The paper introduces a method for pruning layers based on their similarity, minimizing angular distance between layers to decide which ones to prune:

Layer-Pruning Strategy: The authors measure the angular distance between representations across layers, identifying the optimal layers to prune using:

$d(x^{(\ell)}, x^{(\ell+n)}) = \frac{1}{\pi} \text{arccos}\left(\frac{x^{(\ell)} \cdot x^{(\ell+n)}}{||x^{(\ell)}|| \, ||x^{(\ell+n)}||}\right)$

Pruning Process: Upon determining the optimal layers to drop, the paper performs finetuning (or "healing") using PEFT methods like QLoRA to mitigate pruning's effect.
Evaluation Metrics: The methodology is validated against diverse benchmarks such as MMLU and BoolQ, demonstrating the robustness of the strategy with different model architectures including Llama-2, Qwen, and Mistral.
Figure 1: MMLU accuracy (5-shot) vs. fraction of layers dropped for different model families.

Experimental Results

The experiments are conducted on LLMs ranging from 2.7B to 70B parameters. Key observations include:

Performance Robustness: Models maintained strong performance until approximately 20-55% of layers were pruned, depending on the model family.
Healing Effectiveness: Small amounts of healing improved robustness, showing continuity in C4 validation loss through sharp transitions observed in QA benchmarks.
Figure 2: Evaluation of Llama-2-70B with pruning strategies and respective performances before and after healing.

Discussion

Key insights from the findings include:

Layer Redundancy: Deeper layers show significant redundancy, which questions whether current pretraining leverages these parameters effectively.
Combination of Techniques: Embedding pruning with PEFT and quantization demonstrates compounded efficiency gains, substantial for model deployment on limited resources.
Scientific Implications: Discrepancies between QA benchmark jumps and autoregressive loss continuity suggest models might store knowledge non-locally or inefficiently utilize deeper parameters.

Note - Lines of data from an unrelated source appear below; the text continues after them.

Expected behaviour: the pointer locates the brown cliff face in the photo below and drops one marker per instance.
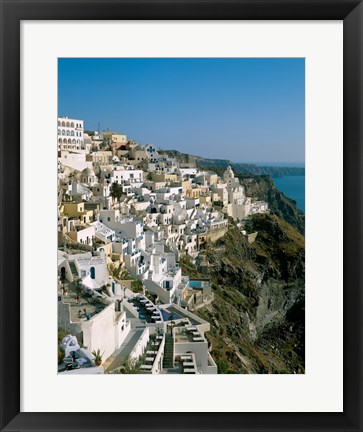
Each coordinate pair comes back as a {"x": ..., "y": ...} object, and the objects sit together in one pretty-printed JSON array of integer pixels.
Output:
[
  {"x": 263, "y": 188},
  {"x": 257, "y": 317}
]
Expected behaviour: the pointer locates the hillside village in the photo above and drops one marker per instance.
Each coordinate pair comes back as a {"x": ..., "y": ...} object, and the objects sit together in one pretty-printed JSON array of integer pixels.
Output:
[{"x": 127, "y": 215}]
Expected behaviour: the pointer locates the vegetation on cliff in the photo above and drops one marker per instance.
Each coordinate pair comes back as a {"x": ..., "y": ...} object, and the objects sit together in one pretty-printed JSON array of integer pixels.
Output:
[{"x": 257, "y": 317}]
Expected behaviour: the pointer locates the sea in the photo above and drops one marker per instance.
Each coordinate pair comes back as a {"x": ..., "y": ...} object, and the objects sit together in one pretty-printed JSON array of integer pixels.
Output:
[{"x": 292, "y": 186}]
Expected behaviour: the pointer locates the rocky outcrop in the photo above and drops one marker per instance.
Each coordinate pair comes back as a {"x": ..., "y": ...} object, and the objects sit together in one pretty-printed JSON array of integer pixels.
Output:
[
  {"x": 257, "y": 316},
  {"x": 263, "y": 188}
]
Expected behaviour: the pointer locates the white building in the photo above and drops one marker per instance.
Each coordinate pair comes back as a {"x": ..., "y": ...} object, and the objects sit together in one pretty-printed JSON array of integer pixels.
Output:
[{"x": 70, "y": 134}]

This research points toward not fully leveraged deeper layers in LLMs and encourages exploration of improved architectural advancements to exploit deeper-layer potential more beneficially.

Conclusion

By demonstrating a method that allows significant pruning without substantial performance degradation, the paper provides both practical and theoretical implications for LLM design and optimization. Future directions could include developing new architectural models that utilize deeper layers more efficiently, improving finetuning mechanisms, and broadening task evaluations to better understand layer-specific knowledge storage.